A collocated C⁰ finite element method: Reduced quadrature perspective, cost comparison with standard finite elements, and explicit structural dynamics

We demonstrate the potential of collocation methods for efficient higher-order analysis on standard nodal finite element meshes. We focus on a collocation method that is variationally consistent and geometrically flexible, converges optimally, embraces concepts of reduced quadrature, and leads to symmetric stiffness and diagonal consistent mass matrices. At the same time, it minimizes the evaluation cost per quadrature point, thus reducing formation and assembly effort significantly with respect to standard Galerkin finite element methods.We provide a detailed review of all components of the technology in the context of elastodynamics, that is, weighted residual formulation, nodal basis functions on Gauss–Lobatto quadrature points, and symmetrization by averaging with the ultra-weak formulation.
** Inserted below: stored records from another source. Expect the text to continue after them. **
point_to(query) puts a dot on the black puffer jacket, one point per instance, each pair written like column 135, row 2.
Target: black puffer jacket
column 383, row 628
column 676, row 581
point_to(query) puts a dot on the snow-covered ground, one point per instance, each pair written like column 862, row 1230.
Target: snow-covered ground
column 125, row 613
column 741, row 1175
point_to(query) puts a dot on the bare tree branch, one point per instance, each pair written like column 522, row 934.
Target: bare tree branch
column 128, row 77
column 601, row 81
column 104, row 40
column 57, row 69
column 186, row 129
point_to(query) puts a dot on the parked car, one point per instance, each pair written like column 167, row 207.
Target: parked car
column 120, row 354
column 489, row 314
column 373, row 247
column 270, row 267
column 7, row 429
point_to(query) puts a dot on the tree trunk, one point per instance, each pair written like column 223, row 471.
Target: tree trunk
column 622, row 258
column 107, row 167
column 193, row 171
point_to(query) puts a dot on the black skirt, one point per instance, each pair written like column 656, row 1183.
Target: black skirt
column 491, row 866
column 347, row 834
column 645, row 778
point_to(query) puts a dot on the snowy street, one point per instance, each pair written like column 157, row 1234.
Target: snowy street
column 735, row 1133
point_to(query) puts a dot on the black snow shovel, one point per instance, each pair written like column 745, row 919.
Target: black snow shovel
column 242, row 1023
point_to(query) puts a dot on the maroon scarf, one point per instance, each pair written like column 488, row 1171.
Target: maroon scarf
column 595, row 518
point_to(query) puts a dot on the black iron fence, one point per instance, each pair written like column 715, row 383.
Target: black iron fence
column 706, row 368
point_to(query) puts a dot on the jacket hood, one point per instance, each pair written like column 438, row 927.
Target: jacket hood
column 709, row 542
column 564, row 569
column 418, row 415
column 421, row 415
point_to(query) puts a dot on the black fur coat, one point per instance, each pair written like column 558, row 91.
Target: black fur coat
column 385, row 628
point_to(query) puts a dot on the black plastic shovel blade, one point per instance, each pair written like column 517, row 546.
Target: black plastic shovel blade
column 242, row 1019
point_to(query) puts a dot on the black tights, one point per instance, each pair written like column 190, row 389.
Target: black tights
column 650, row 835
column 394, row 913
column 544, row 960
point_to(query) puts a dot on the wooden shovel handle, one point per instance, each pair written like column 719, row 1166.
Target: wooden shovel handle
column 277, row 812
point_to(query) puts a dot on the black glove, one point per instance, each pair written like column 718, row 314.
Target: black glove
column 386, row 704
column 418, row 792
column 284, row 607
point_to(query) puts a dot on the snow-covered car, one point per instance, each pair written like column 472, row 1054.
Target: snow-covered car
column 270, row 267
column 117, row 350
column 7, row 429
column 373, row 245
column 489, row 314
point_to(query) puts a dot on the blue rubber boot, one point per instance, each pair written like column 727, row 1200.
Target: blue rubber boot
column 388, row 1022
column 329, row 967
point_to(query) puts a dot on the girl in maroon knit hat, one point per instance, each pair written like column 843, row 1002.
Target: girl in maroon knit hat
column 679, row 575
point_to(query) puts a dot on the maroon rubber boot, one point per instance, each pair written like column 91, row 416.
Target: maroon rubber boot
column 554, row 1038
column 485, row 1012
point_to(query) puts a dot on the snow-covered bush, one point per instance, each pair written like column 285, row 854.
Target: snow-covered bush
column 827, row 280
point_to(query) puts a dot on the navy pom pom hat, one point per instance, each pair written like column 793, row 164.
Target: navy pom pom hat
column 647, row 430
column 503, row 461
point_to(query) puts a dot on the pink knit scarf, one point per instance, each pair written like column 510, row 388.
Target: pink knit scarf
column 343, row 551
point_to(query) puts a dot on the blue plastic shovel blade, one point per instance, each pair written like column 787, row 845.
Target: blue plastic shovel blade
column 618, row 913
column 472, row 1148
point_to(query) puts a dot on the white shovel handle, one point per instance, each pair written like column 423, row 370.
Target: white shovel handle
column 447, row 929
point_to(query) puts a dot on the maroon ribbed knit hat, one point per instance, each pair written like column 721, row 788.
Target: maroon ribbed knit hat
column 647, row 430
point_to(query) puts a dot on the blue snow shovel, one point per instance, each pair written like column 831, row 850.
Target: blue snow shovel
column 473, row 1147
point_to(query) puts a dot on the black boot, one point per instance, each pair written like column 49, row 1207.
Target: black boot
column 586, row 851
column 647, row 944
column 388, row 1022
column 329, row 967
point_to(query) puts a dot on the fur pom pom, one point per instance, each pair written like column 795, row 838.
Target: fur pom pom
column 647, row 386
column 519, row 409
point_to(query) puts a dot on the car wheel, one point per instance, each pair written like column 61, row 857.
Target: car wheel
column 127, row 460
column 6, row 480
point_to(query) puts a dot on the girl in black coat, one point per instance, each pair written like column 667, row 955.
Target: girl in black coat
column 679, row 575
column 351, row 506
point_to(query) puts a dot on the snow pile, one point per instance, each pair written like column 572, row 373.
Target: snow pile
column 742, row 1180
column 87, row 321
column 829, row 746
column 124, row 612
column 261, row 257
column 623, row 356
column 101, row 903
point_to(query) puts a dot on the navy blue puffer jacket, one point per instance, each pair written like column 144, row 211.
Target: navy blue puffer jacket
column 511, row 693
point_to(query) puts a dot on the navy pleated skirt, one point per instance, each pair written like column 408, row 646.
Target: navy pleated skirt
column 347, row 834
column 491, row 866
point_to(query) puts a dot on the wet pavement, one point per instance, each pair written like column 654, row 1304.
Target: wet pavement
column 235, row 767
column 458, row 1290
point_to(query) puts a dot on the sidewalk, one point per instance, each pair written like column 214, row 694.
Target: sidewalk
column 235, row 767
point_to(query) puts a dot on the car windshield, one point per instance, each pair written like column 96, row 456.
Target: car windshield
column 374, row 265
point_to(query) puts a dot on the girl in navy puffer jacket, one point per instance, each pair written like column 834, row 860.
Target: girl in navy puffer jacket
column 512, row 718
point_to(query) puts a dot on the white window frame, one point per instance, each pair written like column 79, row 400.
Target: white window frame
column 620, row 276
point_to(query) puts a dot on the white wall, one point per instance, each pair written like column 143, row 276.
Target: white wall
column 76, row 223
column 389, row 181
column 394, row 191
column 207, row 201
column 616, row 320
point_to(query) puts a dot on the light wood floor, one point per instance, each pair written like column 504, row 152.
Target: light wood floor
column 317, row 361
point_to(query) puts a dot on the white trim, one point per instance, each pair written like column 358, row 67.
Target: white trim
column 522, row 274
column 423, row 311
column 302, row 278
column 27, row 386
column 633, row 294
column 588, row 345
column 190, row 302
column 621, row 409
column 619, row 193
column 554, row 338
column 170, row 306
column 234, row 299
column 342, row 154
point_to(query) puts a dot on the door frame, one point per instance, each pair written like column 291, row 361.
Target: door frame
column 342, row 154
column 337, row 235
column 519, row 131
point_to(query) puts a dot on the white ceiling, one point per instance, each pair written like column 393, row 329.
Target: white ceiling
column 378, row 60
We quantify potential gains by comparing the computational efficiency of collocated and standard finite elements in terms of basic operation counts and timings. Our results show that collocation is significantly less expensive for problems dominated by the formation and assembly effort, such as higher-order elastostatic analysis. Furthermore, we illustrate the potential of collocation for efficient higher-order explicit dynamics. Throughout this work, we advocate a straightforward implementation based on simple modifications of standard finite element codes. We also point out the close connection to spectral element methods, where many of the key ideas are already established.